彼女の発育している部分を目にしていたら、思わず自らを抑えきれなくなりそうで仕方ないのだ。彼女の持つ可憐さと無垢な振る舞いがあるが故に。
「もしかして私……シンにとって迷惑?」
「いや!そんなことないから、全然!」
「うそ。やっぱりシン、どこかおかしいよ。もしかして私に意地悪してるの…?」
そんなつもりは微塵も無い。
「……シン」
「な、なに?」
「ホントはね、私怖かったんだ…あの天人の前に出た事……」
小傘が急に俯きながらシンに語りかける。
先の天子との一戦の事だろう。
「私、ずっとシンと天人が戦ってるところみてたよ」
「え…」
「私が出るより先に、私はシンが戦ってるところ見てたの。最初はシンが勝つと思って応援してたんだけど……だんだん追い詰められているシンを見ていたら、我慢できなくって…」
「俺と天子の間に割って入った……って訳か…」
「私、シンの事を食べ物としか思っていなかったのに……でも、あの時飛びださなかったらシンが何処か遠くに行ってしまいそうだったから…私の、大切なシンが」
小傘の告白が突き刺さる。
自分の不甲斐なさが小傘を傷つけた事が明確になったからだ。その一語一句がシンの心に深く突き刺さる。

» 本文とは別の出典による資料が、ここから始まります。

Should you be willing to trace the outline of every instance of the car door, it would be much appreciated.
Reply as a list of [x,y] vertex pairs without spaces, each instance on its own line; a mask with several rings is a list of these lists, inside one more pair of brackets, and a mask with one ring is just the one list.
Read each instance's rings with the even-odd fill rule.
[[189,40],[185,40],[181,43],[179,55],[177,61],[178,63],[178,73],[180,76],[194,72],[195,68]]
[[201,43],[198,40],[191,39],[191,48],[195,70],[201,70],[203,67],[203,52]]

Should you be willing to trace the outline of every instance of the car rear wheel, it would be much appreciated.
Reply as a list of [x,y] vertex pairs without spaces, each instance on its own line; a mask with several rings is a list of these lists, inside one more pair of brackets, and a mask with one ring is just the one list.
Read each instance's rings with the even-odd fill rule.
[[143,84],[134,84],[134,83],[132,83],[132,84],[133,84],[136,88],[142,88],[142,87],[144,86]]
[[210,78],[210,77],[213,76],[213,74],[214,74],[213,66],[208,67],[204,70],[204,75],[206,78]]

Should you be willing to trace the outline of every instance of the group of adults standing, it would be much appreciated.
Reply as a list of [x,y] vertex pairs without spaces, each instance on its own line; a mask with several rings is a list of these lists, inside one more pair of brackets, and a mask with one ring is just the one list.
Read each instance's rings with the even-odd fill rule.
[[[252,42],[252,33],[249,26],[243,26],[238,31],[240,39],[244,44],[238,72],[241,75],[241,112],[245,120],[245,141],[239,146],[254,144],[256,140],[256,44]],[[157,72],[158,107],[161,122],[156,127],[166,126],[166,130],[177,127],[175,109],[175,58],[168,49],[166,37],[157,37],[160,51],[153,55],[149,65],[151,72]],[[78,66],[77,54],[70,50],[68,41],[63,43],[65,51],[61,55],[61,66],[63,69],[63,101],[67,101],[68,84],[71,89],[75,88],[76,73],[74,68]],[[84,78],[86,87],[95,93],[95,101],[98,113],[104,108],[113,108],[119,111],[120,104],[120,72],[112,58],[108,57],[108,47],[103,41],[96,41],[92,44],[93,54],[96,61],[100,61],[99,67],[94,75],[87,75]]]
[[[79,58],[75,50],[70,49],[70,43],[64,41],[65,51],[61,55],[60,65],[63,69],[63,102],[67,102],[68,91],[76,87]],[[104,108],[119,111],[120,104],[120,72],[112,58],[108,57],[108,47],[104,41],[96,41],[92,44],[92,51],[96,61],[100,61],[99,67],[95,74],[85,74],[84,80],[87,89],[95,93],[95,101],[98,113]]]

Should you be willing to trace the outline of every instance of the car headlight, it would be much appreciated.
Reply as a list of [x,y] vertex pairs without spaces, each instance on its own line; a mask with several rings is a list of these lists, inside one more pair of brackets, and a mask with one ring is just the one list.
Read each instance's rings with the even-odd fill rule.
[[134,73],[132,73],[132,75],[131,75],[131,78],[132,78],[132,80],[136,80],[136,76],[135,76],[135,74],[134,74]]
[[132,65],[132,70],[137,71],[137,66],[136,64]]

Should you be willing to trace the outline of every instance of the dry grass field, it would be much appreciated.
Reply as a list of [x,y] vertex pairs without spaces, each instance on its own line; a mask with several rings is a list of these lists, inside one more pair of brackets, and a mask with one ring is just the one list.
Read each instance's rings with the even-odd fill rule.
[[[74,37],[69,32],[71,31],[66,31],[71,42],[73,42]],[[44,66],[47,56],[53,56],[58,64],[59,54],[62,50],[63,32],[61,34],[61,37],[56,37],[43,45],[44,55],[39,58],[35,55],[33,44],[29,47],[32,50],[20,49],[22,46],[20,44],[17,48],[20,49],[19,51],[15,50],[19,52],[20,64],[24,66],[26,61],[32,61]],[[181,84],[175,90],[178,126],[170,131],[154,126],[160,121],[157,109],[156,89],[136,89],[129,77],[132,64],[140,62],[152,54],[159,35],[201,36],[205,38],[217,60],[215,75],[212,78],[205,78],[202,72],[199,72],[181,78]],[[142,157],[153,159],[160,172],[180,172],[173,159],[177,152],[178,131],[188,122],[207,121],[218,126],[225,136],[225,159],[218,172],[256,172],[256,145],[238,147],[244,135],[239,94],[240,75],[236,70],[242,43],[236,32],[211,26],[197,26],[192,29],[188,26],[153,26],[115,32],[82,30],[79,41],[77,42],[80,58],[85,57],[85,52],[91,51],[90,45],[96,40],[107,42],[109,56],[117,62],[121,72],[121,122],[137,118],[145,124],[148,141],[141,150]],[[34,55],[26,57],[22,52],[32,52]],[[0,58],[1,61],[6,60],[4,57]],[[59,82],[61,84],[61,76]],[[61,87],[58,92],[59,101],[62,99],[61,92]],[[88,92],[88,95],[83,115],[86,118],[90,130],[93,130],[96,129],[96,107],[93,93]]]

「でもね…あの時、シンが私を守ってくれて嬉しかったわ」
「小傘……ちゃん」
「ちょっと痛かったけど、こうしているとシンの気持ちが知ることが出来たみたいだし…なにより驚かさなくてもシンの隣にいると、私の中が満たされてる感じがするの。だったら、こんな傷にも意味があるのかなって考えちゃった」
「俺と…?」
「驚かした味とは違う…こう、安心できるって感じなの。だから私はもう、シンから離れることが出来なくなっちゃった」
小傘の言葉に、震えが入り出す。決心をして小傘の方へ向くと。
「だから…」
「…!」
溢れんばかりの涙を両目に溜めて、震えながらシンに笑顔を向けていた。
「怖かった…私、死んじゃうんじゃないかって!怖かったよぉ……っ!」
突然、濡れた顔をシンの胸元に押し付けて泣きじゃくり始めた。
溜めていた涙が一気にあふれ出る様はまるで洪水の様で、彼女の恐れと悲しみが痛いほど伝わって来た。
「小傘ちゃん……」
名前を呼び、静かに抱きついて来た彼女の身体を受け止めてその小さな頭を静かに撫でる。
温かい涙をひたすらに流しながら嗚咽を漏らしている少女を、シンは柔らかく抱きよせて受け止め続けた。